BACKGROUND AND OBJECTIVES: Transplant-related mortality (TRM) following allogeneic hematopoietic stem cell transplantation (HSCT) has been reported to be related to disease stage, duratiion of disease and type of donor. Furthermore, the outcome of transplants performed in the 1990s appears to be better than that of transplants done in the previous decade. The aims of this study were to determine whether these relationships still hold and whether the outcome of transplants is continuing to improve. DESIGN AND METHODS: We analyzed 1180 consecutive patients with leukemia (n=979) or other hematologic malignancies (n=201) undergoing HSCT in 4 time periods: before 1990, 1991-1995, 1996-2000, and 2001-2002. Changes during these eras include increasing patient age, more unrelated transplants, more patients with advanced disease, different graft-versus-host disease (GvHD) prophylaxis, and different management of infections. RESULTS: The actuarial 2-year transplant-related mortality (TRM) differed significantly between the transplant eras (p<0.001) with a significant interaction with disease phase (p=0.018). In patients in first remission (n=585) TRM was 34%, 25%, 21% and 6% in the four transplant eras.

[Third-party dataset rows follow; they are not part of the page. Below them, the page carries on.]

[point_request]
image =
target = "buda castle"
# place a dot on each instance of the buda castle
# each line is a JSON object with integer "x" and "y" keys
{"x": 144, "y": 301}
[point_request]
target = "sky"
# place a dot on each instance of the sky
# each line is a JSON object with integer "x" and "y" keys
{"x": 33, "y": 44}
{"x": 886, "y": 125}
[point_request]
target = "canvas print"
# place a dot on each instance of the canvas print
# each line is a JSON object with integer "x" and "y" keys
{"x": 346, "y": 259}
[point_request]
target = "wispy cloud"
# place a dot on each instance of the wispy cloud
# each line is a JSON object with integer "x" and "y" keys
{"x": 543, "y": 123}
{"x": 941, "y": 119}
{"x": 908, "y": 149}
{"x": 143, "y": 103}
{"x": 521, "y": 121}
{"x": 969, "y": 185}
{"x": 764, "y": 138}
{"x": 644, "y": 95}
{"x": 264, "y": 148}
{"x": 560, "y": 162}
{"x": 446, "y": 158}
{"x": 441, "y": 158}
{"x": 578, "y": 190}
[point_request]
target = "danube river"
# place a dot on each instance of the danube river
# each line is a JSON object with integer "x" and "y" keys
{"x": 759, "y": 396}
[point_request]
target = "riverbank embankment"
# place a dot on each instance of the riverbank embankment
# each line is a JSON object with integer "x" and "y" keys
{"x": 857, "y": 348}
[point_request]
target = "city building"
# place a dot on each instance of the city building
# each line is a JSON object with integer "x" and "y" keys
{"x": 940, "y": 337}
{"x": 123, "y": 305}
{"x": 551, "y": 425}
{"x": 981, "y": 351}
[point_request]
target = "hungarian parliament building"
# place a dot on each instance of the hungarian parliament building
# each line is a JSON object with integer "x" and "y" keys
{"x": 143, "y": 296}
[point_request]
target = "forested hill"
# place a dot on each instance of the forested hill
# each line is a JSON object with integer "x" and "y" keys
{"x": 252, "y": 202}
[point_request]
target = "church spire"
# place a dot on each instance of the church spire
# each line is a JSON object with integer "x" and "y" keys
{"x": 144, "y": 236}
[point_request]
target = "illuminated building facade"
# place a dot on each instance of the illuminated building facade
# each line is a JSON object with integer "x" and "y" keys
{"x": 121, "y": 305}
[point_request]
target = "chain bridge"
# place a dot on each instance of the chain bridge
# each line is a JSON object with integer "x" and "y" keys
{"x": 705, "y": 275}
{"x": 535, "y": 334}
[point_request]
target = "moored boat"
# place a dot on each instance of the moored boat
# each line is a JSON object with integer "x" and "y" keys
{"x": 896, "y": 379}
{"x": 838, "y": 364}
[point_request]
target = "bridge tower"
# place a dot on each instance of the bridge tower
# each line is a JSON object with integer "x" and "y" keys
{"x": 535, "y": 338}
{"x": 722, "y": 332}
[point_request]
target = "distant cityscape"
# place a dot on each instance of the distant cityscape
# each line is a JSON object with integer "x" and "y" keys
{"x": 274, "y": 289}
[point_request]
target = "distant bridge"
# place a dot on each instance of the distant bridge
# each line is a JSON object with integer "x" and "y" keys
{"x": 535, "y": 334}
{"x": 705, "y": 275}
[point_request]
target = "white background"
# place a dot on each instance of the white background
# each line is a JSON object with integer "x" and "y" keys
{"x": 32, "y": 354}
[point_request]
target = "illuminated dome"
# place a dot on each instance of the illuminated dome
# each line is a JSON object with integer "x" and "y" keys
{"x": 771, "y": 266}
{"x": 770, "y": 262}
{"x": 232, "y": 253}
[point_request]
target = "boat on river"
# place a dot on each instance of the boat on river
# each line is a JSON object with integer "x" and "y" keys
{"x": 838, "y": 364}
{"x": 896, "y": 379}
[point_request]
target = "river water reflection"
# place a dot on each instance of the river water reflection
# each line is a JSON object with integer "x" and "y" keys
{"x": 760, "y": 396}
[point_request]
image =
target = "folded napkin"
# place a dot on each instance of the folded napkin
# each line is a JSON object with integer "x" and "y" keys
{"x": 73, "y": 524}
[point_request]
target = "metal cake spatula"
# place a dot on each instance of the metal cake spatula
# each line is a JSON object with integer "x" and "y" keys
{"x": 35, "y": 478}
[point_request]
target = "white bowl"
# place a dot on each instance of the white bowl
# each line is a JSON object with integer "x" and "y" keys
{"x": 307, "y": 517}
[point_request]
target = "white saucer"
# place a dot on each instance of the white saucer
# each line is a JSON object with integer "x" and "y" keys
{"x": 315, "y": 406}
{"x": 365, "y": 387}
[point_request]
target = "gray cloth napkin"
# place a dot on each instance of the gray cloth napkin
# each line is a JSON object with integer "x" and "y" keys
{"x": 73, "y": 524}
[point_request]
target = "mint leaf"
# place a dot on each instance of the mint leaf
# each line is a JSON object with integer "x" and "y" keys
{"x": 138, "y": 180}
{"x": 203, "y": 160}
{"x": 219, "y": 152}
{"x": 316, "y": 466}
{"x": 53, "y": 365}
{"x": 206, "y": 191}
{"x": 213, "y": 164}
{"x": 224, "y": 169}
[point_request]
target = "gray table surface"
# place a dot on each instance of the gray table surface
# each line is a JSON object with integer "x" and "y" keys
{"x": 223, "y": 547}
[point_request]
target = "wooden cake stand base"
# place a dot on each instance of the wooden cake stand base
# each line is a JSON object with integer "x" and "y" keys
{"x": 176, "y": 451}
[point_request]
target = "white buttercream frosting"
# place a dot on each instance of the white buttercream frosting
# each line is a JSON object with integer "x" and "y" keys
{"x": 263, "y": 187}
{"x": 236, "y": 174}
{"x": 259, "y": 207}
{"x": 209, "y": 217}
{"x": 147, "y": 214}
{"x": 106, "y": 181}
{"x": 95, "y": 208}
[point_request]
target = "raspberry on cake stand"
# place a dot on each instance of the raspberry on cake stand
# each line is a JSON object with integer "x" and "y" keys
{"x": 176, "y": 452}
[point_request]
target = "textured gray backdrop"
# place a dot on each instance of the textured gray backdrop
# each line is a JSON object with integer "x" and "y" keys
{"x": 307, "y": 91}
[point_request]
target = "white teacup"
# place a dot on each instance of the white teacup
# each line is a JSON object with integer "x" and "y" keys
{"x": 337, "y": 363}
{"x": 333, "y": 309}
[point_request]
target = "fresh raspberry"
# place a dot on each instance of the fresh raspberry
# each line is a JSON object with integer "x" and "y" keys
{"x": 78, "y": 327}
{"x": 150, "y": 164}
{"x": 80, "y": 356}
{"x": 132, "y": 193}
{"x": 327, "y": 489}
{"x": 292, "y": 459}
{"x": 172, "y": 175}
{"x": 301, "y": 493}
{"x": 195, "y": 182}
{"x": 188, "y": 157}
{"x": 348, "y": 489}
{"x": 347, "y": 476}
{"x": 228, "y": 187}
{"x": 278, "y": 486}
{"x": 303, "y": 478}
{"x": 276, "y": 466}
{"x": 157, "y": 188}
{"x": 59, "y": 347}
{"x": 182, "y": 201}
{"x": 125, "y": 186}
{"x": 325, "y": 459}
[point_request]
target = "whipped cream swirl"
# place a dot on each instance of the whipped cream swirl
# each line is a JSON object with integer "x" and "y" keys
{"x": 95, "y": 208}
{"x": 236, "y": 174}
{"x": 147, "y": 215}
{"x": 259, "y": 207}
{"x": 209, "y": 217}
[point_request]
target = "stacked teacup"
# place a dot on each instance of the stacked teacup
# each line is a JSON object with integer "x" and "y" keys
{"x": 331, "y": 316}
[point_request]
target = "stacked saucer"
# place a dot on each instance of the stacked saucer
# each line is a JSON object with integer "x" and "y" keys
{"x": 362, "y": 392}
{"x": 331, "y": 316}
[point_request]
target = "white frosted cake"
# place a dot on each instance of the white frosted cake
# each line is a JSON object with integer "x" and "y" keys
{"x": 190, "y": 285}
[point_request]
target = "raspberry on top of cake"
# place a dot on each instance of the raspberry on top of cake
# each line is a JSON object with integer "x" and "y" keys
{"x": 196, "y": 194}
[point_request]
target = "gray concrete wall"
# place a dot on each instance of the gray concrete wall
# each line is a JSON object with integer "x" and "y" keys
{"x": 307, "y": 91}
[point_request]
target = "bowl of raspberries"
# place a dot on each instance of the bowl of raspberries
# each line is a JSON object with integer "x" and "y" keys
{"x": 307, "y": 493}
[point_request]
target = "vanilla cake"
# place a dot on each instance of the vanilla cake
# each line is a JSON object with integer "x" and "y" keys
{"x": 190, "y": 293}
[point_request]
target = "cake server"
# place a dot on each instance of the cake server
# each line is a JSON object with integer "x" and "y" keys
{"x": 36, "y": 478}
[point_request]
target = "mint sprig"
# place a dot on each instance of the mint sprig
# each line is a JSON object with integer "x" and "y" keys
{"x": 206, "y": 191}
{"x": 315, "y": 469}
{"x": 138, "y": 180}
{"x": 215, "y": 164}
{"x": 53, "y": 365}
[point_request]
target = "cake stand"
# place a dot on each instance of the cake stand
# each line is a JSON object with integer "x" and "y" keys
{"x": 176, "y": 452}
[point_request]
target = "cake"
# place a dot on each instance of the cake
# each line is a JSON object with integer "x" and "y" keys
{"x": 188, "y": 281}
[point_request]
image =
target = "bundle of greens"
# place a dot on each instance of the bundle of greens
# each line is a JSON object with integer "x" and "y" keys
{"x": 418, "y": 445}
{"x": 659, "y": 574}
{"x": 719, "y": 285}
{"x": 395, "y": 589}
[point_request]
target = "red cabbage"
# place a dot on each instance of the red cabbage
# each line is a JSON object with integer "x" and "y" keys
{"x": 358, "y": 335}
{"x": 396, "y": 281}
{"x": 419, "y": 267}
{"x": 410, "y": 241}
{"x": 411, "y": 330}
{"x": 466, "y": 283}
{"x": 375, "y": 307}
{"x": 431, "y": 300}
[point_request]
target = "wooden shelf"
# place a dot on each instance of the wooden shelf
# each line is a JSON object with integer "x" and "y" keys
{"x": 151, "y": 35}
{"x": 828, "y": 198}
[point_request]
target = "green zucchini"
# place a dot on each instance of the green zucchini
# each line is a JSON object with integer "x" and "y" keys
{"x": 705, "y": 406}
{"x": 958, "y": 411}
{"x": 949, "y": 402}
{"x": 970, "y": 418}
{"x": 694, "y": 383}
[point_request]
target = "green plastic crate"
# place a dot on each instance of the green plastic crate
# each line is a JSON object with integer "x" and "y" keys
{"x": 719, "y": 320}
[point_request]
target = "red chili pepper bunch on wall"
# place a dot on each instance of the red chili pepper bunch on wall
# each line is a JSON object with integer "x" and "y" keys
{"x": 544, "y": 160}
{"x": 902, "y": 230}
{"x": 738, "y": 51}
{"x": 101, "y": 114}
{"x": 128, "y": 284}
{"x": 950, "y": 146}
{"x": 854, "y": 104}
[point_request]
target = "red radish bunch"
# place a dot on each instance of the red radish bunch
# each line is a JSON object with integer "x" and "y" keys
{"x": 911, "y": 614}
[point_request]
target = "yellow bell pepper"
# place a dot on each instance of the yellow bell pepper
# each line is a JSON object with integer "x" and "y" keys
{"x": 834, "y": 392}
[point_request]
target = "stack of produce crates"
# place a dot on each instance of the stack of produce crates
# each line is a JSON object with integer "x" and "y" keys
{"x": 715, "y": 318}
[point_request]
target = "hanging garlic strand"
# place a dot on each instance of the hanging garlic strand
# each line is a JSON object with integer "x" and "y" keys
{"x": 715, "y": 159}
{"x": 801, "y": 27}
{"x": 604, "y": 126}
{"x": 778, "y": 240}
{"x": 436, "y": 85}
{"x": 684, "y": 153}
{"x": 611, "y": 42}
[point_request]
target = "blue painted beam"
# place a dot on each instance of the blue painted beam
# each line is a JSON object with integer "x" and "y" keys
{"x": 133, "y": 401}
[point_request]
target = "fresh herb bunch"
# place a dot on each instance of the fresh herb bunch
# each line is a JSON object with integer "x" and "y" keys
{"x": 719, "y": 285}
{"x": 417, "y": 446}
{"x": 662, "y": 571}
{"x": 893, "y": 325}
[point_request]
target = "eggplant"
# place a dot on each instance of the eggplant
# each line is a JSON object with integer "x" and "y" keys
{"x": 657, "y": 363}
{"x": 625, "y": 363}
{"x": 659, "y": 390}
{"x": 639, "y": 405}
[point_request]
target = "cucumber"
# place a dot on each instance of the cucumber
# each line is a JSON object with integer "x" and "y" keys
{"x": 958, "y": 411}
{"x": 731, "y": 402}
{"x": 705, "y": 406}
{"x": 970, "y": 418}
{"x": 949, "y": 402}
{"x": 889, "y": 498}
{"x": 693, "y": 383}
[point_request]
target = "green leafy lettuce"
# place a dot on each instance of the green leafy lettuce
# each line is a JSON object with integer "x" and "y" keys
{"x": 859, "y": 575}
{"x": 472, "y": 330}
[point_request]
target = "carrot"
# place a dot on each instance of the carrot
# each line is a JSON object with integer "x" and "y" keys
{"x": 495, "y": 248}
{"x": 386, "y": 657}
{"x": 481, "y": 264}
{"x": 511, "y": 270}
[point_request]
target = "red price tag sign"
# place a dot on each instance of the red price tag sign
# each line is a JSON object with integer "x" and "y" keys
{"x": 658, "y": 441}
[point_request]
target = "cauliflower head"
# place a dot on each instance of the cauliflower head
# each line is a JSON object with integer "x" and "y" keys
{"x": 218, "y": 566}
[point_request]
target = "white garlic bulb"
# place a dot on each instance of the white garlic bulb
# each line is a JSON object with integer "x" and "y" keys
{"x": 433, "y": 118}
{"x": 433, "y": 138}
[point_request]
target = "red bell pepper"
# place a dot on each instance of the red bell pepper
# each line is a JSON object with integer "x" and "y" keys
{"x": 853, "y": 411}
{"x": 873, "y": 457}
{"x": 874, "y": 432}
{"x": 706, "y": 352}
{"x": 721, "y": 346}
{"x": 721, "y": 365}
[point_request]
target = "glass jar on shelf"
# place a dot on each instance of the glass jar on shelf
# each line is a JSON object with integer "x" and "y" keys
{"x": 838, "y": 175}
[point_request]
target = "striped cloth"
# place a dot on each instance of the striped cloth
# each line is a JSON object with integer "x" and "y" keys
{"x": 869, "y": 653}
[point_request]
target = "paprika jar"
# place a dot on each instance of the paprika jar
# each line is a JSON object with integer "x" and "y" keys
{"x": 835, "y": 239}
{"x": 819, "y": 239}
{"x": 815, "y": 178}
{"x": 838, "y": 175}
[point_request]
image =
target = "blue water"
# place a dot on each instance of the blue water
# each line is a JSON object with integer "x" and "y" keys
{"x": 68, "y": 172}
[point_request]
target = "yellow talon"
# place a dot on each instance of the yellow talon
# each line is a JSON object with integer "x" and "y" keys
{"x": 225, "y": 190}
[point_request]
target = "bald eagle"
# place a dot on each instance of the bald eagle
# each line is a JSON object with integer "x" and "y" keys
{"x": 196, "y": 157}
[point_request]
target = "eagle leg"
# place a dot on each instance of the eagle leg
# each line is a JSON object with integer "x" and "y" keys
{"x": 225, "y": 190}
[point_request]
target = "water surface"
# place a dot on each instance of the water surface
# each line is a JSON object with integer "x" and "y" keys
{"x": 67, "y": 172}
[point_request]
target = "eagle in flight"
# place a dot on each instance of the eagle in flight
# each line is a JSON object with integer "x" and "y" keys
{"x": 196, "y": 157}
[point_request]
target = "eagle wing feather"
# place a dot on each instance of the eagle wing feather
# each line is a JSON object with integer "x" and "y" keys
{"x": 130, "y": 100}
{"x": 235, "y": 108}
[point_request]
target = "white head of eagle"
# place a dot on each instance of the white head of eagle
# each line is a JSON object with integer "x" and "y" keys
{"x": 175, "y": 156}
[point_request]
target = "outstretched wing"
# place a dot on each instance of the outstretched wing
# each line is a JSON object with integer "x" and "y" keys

The reduction in TRM was less evident in patients in second remission (n=284) (37%, 35%, 30%, 25%) and absent in relapsed patients (n=311) (TRM=45%, 41%, 29%, 51%). This is a consequence of reductions in GvHD, infections and multiorgan failure among patients in remission but not among those who relapse. The actuarial 2-year survival has improved significantly in patients in first remission (54%, 66%, 72%, 78%) but not in those in second remission (38%, 46%, 52%,45%), or relapsed patients (31%, 25%, 36%, 21%). INTERPRETATION AND CONCLUSIONS: In conclusion, TRM has been significantly reduced in first remission patients, suggesting an allograft should be considered in this phase, when appropriate, without delay. There has been no improvement in survival for patients beyond first remission, due to persisting high risk of infections and organ toxicity, a possible consequence of prolonged pre-transplant chemotherapy and neutropenia.